Some of Washington’s biggest and best-known firms have arrived in California (sub. req.), but local lawyers interviewed for The Recorder’s story aren't trembling in their Ferragamos (or their Guccis, as the case may be).
For one thing, some indigenous firms boast decent-sized D.C. offices. Pillsbury Winthrop's, for instance, specializes in several industries, including energy, healthcare and international trade. Chairman Jim Rishwain said the D.C. office, with 172 attorneys, has been his firm's biggest since 2005.

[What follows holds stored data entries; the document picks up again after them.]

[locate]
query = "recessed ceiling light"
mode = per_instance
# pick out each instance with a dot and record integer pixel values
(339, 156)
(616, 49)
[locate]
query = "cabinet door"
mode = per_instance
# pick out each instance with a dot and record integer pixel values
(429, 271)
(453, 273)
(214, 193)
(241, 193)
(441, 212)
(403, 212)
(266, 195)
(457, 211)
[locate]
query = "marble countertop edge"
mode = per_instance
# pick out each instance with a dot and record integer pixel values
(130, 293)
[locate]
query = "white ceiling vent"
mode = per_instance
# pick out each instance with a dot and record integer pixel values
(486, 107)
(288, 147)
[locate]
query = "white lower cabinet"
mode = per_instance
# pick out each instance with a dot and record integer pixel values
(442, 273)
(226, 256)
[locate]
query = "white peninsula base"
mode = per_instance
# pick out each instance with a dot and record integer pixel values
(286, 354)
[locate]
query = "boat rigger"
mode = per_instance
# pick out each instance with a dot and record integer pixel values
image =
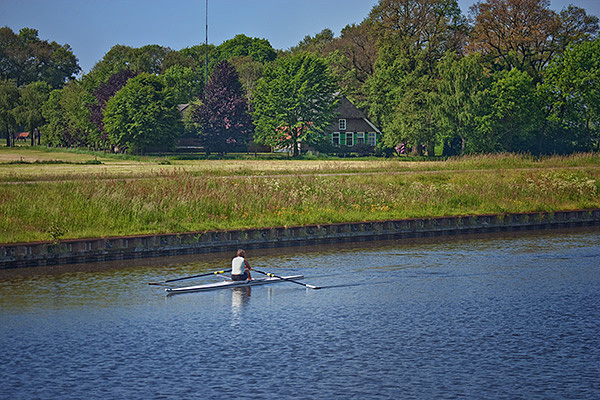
(232, 284)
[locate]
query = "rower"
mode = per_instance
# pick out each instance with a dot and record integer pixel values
(240, 268)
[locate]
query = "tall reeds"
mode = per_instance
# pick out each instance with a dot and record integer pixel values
(181, 201)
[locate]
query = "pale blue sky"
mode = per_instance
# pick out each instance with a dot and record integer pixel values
(92, 27)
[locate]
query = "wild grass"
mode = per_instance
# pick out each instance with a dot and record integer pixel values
(33, 165)
(177, 200)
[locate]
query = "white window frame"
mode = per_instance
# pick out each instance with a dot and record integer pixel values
(372, 139)
(360, 138)
(350, 135)
(335, 136)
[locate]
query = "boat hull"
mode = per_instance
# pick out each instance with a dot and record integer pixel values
(230, 284)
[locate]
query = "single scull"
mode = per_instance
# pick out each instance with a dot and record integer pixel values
(232, 284)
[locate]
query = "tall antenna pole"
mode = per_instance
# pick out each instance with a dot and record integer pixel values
(206, 49)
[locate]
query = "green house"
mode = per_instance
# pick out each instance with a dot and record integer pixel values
(352, 127)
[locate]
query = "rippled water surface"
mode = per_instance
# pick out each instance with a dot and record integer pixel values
(489, 317)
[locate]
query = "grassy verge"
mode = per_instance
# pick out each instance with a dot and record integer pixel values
(212, 195)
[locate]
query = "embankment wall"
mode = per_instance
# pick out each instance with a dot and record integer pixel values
(131, 247)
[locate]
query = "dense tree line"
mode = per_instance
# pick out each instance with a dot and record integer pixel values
(512, 76)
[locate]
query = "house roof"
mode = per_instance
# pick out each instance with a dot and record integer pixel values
(348, 110)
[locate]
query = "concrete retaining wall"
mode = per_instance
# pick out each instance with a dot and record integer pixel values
(122, 248)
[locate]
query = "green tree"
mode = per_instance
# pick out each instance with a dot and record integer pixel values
(513, 117)
(187, 83)
(68, 118)
(413, 36)
(573, 80)
(527, 34)
(143, 115)
(458, 99)
(223, 116)
(25, 58)
(29, 112)
(242, 45)
(9, 98)
(294, 102)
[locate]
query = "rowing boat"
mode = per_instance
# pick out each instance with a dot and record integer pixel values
(232, 284)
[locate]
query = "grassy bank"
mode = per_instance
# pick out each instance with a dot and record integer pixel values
(85, 200)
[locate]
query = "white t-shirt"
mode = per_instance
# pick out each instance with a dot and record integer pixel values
(237, 266)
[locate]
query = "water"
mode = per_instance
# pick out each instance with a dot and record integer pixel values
(480, 317)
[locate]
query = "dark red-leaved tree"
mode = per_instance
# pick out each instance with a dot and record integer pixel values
(223, 116)
(103, 93)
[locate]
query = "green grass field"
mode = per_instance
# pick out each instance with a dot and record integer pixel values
(58, 195)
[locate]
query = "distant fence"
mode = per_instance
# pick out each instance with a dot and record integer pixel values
(143, 246)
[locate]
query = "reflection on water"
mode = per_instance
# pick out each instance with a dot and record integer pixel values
(513, 316)
(239, 298)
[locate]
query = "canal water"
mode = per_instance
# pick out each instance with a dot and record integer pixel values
(480, 317)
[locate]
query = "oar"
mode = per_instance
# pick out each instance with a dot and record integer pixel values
(285, 279)
(189, 277)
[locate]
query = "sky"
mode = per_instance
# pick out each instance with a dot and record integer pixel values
(92, 27)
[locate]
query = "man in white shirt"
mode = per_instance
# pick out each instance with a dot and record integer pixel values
(240, 268)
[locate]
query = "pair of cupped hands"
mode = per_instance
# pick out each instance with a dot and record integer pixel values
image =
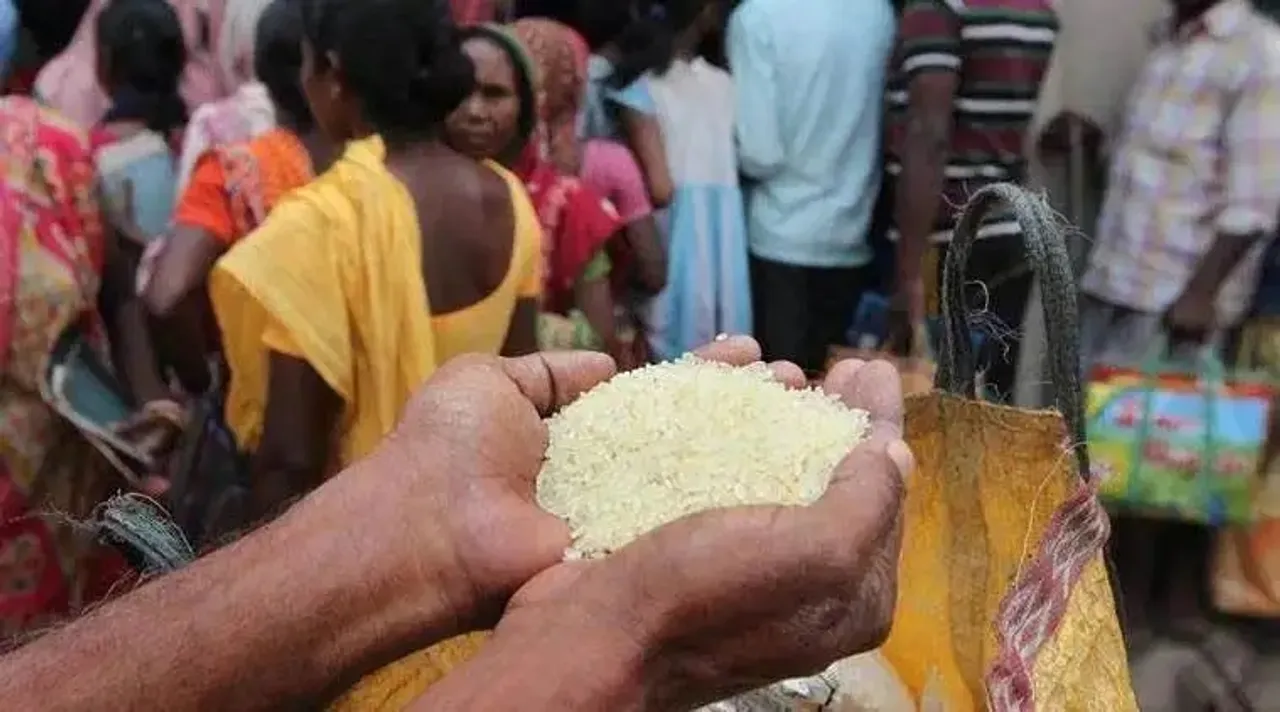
(699, 610)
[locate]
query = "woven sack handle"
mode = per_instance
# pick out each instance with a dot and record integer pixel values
(1043, 234)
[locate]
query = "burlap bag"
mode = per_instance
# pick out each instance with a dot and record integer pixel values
(1004, 596)
(1246, 576)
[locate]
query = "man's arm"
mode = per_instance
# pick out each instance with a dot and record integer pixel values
(1251, 160)
(286, 617)
(750, 56)
(931, 62)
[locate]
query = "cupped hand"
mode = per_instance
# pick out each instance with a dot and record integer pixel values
(732, 599)
(447, 501)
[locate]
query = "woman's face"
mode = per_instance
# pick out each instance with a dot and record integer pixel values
(325, 96)
(485, 123)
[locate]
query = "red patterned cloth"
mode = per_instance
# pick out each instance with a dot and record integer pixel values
(576, 220)
(50, 265)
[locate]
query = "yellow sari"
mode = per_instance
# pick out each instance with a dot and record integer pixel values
(333, 277)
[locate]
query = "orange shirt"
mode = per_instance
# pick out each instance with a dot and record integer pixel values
(233, 187)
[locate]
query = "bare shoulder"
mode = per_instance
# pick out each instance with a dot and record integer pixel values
(1264, 46)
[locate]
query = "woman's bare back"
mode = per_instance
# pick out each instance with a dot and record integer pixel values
(466, 222)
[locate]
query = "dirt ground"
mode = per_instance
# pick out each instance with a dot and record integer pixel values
(1225, 666)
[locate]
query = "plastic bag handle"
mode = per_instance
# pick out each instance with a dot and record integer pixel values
(1045, 237)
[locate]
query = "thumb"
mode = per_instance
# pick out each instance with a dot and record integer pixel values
(553, 379)
(868, 487)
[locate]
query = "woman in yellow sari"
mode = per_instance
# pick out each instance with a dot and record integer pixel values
(398, 258)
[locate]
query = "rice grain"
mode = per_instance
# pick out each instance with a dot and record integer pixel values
(658, 443)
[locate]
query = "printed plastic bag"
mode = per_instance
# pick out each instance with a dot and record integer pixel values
(1179, 443)
(1004, 599)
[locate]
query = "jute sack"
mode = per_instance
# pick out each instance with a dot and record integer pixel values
(1002, 590)
(1246, 578)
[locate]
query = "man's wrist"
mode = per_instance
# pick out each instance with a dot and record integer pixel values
(379, 603)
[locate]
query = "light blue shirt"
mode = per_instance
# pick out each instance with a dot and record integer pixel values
(810, 82)
(8, 35)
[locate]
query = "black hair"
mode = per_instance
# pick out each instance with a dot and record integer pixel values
(522, 68)
(648, 44)
(146, 55)
(278, 60)
(402, 59)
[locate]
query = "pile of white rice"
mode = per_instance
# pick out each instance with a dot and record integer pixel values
(654, 445)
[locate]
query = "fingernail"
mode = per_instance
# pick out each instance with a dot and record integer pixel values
(903, 459)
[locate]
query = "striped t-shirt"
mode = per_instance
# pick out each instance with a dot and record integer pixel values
(1001, 50)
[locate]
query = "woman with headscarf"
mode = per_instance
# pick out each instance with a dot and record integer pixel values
(248, 110)
(522, 113)
(51, 250)
(69, 83)
(232, 190)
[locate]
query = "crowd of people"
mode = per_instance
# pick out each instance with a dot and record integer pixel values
(300, 210)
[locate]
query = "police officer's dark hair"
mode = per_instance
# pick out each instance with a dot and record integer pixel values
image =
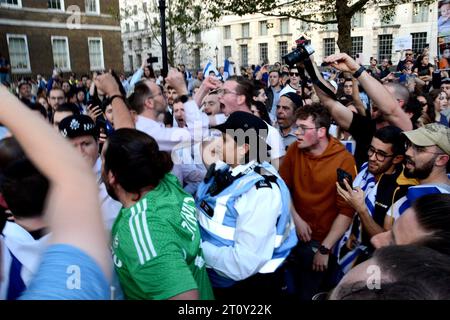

Many of its lawyers serve California clients. One example: D.C. public policy partner Elizabeth Moeller is advising Stanislaw County in getting more funding for water projects through the U.S. Bureau of Reclamation. Another: the firm's energy and environmental teams - in DC and firm-wide - regularly advise California energy and utility clients seeking regulatory approval from FERC, the Nuclear Energy Commission, the EPA and other federal agencies.
Another thing: California firms have grown up with the state's industries.
“California has unique industries with unique needs – from Hollywood and Napa Valley to Silicon Valley and San Diego's biotech boom,” Rishwain said in an email. “It will be a challenge for newcomers to compete against the size, experience and cultural advantages of homegrown firms like Pillsbury have.”